Here's the thing: the role of Maria was specifically written for one of the most experienced, successful Broadway stars of her day, then performed on screen by another major star with serious musical theatre experience. It's not an easy starter-role. It requires a vocal style and acting chops that are not going to be picked up quickly, even in some intense sessions with a vocal and acting coach. (Something similar happened when they put Nick Jonas in as Marius in the 25th Anniversary Broadcast of Les Mis. It was a role for which he was not suited).
And this is what bothers me about the whole thing. These problems were absolutely, entirely predictable. Everyone in theatre knows this stuff. Film and stage acting are different. Musical theatre requires acting ability and has a specific vocal style. So my question is why no one attended to this. They could have had different lighting and camera angles. The director should have toned Ms. McDonald down and energized Mr. Moyer. They could have found a more suitable Maria.
This makes me wonder who was in charge and why they didn't anticipate and plan for this stuff. Think about the opportunity here. It could have been simply amazing--a defining cultural moment for a generation (sort of like "The Wizard of Oz" used to be). As it was, it provided some wonderful enjoyment for families and introduced a new generation to one of the most durable works of American musical theatre. It filled the airwaves with culture instead of trash. So, I really appreciate that.

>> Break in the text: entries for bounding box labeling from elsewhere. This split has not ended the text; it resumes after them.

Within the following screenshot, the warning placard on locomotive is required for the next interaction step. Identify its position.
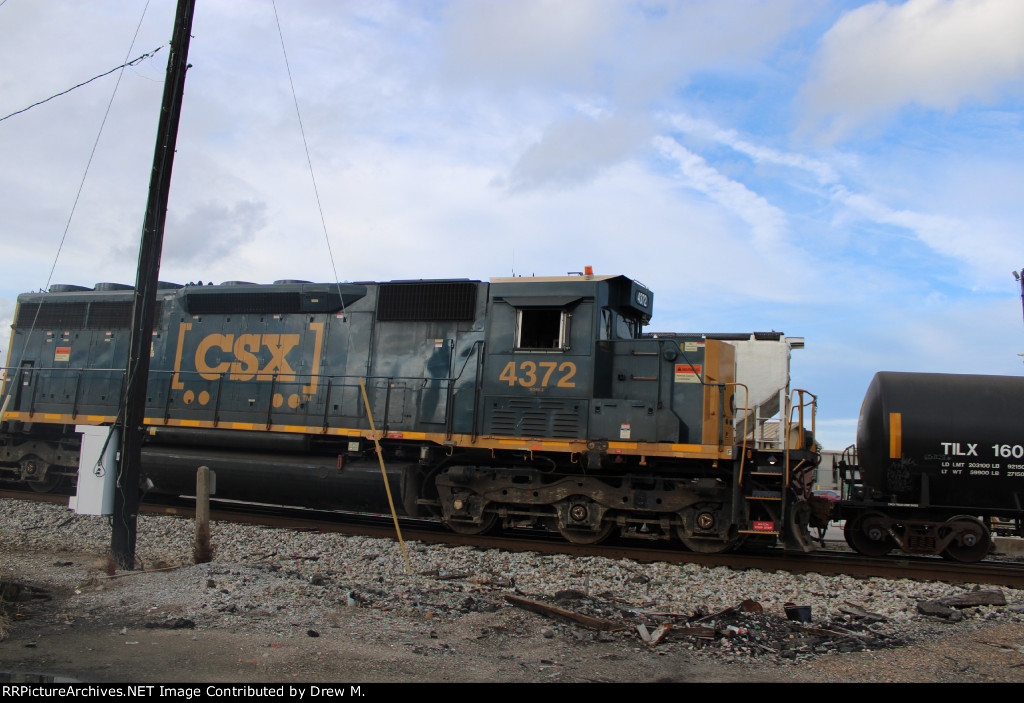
[676,363,702,384]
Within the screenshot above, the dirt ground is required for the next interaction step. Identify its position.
[0,553,1024,683]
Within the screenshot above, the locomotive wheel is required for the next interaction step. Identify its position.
[942,515,992,564]
[843,513,896,557]
[558,522,615,544]
[444,513,498,535]
[26,476,62,493]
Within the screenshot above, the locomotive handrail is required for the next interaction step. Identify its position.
[783,388,818,501]
[725,381,751,486]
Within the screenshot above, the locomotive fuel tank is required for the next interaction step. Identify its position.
[857,371,1024,514]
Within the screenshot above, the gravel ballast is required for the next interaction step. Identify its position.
[0,500,1024,680]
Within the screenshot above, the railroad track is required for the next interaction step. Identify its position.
[8,490,1024,588]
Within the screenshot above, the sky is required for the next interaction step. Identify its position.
[0,0,1024,449]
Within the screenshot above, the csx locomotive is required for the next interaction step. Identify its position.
[0,273,818,552]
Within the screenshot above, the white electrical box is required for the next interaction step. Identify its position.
[68,425,121,515]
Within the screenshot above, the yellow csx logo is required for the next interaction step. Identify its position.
[171,322,324,396]
[196,335,299,383]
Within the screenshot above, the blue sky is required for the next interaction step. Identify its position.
[0,0,1024,448]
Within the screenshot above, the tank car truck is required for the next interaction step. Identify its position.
[835,371,1024,562]
[0,274,818,552]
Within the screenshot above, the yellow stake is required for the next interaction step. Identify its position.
[359,378,413,574]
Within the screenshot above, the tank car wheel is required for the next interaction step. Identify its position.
[942,515,992,564]
[558,522,615,544]
[444,513,498,535]
[843,513,896,557]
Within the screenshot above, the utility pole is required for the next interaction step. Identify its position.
[111,0,196,569]
[1014,268,1024,368]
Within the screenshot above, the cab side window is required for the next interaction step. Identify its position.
[515,308,568,351]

One further note: It also appears to me that some of the dialogue was changed to sound more modern. I could be wrong, I'd have to research that. But it was my impression. I think that was a mistake. The spirit of a play lives inside its words. The spirit that infuses this show and made it so beloved was contained physically in the words, the lyrics, and the notes. When you mess with a third of that, you are taking some risks. It's all the rage to update classic musicals these days, but I think it's a huge mistake.
I hope NBC will keep doing this, I really do. But I hope they get someone in charge who really knows what they are doing. Think how great it would have been if this production had been flawless and really lived up to its potential!